Islamabad - Pakistan on Monday imposed a ban on the leading
organization of the local Taliban after it claimed responsibility for
last week's twin suicide attacks at a military-run arms and
ammunition factory where more than 80 civilian employees died and
around 100 were injured.
Tehrik-e-Taliban Pakistan (TTP) is an umbrella group of several
militant organizations. It was created in 2007 and a fearsome
militant commander in the country's tribal areas bordering
Afghanistan, Baitullah Mehsud, was chosen as its first head.
'TTP has been declared as a terrorist organization and the
Interior Ministry has issued a notification to ban it,' said Rehman
Malik, security adviser to Prime Minister Yousaf Raza Gilani.
'The law-enforcement agencies have been directed to monitor the
activities and movements of those people who are somehow linked with
it and take action against them as per the law,' he added.
Malik said the country's central bank, State Bank of Pakistan, has
been asked to collect information from various state-owned and
commercial banks about the accounts of this organization and freeze
them. Other assets of the organization will also be frozen.
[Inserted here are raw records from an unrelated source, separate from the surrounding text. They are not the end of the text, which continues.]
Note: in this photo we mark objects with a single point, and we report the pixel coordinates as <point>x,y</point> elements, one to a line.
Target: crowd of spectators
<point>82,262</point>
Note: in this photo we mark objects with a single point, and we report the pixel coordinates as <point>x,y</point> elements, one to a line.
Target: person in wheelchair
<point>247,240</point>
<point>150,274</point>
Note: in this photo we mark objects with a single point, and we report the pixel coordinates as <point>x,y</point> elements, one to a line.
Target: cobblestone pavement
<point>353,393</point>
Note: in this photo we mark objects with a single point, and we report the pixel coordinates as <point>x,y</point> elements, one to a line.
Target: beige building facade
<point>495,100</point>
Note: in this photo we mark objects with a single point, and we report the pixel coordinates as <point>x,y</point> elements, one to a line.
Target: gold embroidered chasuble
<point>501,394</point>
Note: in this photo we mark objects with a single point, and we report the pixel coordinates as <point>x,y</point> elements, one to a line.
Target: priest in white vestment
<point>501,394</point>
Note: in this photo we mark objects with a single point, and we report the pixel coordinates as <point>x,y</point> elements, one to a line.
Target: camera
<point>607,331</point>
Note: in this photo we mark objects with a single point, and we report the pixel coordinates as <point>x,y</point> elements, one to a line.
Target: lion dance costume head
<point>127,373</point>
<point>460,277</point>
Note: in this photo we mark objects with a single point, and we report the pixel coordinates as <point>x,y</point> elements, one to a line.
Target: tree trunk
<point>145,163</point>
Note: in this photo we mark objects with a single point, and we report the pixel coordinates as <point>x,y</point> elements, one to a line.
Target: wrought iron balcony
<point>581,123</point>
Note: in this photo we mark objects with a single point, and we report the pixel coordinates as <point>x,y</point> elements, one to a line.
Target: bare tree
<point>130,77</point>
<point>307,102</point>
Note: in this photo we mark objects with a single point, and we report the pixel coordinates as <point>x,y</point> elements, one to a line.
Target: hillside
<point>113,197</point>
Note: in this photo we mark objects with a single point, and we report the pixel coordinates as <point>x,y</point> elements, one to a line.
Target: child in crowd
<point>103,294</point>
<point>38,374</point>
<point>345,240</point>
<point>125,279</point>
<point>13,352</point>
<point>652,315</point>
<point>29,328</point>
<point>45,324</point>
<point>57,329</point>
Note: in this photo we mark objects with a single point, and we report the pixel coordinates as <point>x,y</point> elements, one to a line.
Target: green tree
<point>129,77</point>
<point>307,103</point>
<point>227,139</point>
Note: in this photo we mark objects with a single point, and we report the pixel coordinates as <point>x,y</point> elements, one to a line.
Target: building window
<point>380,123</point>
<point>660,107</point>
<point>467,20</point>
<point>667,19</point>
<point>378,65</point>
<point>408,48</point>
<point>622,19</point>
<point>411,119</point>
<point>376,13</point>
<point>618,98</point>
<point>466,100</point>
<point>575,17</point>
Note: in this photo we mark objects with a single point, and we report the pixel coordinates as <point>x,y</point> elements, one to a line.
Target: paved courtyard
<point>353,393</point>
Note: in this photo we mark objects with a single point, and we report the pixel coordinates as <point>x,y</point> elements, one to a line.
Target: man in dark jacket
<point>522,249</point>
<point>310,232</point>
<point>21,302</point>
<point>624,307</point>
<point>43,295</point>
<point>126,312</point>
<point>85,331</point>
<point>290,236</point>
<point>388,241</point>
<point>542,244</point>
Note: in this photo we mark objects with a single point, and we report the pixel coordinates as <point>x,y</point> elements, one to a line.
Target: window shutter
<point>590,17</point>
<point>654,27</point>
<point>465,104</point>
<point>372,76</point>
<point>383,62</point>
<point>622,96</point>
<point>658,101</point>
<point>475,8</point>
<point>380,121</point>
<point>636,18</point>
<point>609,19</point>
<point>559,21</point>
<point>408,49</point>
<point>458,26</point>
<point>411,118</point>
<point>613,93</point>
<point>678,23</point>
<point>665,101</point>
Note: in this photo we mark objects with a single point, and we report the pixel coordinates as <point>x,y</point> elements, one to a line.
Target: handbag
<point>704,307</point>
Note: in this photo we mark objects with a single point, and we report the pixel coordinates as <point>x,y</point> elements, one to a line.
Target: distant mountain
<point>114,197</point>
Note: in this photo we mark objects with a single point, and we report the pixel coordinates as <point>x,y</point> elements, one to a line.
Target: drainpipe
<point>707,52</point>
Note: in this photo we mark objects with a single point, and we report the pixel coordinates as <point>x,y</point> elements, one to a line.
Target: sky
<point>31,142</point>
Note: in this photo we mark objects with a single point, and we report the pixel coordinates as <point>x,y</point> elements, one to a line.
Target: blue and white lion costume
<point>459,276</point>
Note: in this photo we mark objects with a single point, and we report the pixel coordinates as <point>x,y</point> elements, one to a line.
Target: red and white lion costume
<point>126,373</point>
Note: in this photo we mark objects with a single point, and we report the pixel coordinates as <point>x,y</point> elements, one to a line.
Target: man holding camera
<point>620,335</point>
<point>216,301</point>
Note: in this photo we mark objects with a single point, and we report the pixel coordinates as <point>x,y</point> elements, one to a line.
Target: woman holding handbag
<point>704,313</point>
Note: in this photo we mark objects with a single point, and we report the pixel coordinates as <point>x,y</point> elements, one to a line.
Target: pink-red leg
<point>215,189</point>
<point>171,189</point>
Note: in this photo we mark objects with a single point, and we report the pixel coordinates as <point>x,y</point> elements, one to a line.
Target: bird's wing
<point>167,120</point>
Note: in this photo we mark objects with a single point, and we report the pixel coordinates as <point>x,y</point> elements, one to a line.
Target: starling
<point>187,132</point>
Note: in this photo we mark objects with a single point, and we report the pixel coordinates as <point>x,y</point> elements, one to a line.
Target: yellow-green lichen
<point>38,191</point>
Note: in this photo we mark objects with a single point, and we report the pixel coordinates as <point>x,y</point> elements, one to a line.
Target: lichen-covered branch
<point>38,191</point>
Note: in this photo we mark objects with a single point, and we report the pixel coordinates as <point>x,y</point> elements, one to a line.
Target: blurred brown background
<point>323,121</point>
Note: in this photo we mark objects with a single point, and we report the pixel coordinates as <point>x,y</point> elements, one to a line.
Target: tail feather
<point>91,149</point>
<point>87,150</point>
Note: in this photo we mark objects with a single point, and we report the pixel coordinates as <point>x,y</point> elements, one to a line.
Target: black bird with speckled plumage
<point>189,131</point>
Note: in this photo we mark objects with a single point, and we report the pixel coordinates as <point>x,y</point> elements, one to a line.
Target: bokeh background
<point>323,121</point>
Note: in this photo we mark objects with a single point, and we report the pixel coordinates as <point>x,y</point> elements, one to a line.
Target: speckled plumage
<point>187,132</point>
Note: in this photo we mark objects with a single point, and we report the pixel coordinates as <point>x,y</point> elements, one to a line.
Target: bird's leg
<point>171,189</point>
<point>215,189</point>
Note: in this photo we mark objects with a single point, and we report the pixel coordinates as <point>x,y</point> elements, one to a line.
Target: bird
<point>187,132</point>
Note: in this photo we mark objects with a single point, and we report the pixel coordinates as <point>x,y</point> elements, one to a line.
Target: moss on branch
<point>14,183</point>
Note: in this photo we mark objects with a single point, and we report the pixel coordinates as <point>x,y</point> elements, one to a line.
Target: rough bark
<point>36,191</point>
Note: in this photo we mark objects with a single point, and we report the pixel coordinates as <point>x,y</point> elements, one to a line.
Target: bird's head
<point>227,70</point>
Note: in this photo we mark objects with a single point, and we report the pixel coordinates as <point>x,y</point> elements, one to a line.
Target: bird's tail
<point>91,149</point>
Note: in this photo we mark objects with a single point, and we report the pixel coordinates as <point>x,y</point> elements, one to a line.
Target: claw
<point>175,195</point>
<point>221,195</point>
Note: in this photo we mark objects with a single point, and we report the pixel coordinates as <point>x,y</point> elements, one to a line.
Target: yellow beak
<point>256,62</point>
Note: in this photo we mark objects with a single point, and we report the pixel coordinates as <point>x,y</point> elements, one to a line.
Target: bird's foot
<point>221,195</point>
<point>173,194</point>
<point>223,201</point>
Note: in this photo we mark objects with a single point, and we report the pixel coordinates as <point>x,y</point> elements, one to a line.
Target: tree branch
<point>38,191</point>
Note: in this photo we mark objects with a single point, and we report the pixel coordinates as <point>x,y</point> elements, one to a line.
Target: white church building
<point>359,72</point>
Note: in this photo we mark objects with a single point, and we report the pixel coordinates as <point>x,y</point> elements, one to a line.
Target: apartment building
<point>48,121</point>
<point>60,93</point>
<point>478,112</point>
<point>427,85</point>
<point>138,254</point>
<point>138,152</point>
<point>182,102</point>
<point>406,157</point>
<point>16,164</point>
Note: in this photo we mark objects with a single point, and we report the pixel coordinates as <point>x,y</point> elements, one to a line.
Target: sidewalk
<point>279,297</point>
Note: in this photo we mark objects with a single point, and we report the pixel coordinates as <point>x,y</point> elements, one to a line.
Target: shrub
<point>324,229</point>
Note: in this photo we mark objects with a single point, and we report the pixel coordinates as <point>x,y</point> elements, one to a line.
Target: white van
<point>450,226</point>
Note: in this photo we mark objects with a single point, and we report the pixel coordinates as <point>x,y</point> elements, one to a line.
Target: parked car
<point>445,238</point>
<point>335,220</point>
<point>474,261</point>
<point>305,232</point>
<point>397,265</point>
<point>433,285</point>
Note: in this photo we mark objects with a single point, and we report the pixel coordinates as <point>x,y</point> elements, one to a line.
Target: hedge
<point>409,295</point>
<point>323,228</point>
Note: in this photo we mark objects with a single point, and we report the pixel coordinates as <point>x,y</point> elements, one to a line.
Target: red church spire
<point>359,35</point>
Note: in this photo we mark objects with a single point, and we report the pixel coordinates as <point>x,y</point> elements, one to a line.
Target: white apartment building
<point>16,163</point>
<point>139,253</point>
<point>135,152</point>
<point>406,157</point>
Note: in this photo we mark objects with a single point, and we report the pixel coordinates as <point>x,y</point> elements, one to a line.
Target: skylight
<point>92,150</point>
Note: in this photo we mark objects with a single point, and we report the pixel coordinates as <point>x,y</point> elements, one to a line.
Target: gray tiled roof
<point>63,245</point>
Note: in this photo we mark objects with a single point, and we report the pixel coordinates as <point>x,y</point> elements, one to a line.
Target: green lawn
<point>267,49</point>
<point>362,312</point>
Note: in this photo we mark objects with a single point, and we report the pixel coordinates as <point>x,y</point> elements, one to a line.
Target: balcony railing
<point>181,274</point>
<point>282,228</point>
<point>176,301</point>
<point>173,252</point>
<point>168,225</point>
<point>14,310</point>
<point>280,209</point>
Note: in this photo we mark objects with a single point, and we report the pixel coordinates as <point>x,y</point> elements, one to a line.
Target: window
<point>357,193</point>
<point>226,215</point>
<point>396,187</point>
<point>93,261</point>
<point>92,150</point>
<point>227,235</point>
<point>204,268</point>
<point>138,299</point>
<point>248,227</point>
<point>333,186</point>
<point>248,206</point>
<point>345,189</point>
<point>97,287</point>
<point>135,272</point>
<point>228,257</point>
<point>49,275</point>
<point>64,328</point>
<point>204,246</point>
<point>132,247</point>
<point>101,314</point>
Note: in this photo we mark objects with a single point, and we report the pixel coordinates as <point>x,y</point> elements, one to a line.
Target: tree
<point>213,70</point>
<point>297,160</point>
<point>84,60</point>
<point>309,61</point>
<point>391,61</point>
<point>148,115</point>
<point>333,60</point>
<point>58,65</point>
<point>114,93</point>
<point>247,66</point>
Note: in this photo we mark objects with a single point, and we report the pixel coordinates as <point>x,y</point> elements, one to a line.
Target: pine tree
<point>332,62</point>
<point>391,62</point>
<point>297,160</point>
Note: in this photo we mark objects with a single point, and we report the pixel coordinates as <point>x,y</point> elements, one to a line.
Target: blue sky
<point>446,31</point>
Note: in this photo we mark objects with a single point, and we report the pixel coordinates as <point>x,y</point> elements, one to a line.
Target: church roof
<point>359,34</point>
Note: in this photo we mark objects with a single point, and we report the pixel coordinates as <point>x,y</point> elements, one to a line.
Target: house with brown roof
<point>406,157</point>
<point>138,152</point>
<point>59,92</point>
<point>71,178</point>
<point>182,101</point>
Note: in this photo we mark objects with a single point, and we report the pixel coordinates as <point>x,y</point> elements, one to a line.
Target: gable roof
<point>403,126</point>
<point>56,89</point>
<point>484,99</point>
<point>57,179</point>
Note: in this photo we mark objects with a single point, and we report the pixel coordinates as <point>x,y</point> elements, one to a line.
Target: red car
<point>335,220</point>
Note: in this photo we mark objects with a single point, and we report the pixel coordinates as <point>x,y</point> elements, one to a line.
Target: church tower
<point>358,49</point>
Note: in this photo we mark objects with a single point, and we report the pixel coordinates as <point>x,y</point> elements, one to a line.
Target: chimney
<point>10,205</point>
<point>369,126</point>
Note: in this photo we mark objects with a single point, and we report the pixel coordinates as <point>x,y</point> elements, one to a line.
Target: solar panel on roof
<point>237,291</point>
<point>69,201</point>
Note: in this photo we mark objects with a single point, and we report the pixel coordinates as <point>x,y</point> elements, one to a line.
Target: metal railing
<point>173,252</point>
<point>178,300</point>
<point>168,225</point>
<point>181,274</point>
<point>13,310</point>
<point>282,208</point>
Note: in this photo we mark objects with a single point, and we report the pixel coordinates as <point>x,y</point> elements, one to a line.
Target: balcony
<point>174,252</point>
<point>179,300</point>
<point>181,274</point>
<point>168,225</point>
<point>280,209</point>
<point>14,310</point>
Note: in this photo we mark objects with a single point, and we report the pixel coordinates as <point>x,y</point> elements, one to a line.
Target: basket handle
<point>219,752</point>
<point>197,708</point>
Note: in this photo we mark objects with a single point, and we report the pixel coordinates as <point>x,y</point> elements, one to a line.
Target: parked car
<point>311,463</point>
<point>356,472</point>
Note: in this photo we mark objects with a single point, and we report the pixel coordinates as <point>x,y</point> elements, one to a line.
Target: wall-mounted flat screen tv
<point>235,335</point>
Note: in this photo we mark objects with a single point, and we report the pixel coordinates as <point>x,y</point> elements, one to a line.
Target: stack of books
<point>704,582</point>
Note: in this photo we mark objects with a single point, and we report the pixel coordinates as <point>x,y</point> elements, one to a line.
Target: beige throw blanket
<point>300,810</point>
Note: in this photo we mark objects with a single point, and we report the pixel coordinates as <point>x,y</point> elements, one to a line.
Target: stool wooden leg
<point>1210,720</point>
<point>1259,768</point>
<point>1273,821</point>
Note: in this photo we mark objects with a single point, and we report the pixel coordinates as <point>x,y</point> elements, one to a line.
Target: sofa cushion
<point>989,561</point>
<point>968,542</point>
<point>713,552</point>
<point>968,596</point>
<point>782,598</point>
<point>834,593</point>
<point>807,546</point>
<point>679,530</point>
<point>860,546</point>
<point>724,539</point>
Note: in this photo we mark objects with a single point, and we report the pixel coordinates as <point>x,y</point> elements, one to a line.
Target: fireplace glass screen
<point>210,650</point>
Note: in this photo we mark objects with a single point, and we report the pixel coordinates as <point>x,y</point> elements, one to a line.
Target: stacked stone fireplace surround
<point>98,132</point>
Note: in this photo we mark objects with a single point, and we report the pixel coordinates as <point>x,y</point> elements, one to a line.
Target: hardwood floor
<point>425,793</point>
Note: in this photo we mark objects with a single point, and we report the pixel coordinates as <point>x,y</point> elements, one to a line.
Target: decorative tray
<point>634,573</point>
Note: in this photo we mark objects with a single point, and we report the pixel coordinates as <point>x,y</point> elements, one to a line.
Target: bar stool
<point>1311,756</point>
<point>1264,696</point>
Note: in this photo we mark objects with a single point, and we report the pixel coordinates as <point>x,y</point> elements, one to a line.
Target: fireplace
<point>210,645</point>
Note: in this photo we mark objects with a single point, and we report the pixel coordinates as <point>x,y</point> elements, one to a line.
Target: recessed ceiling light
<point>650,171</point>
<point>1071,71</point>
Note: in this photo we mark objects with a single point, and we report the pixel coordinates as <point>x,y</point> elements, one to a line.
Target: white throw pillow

TTP head Mehsud is also alleged to have ordered the assassination
of ex-premier Benazir Bhutto in a gun-suicide attack late last year
in the garrison city of Rawalpindi. Bhutto's party now leads the
coalition government.
Three other smaller organizations - Lashkar-i-Islam, Ansarul
Islam and Prevention of Vice and Promotion of Virtue - which are not
affiliated with TTP but follow one way or the other its philosophy,
were also banned. All the three groupings are active in Khyber tribal
district.
Some other Taliban groups which are not associated with
any of the banned four organizations are deemed as pro-government
Taliban, which focus solely on carrying out cross-border attacks on
US-led international forces in Afghanistan.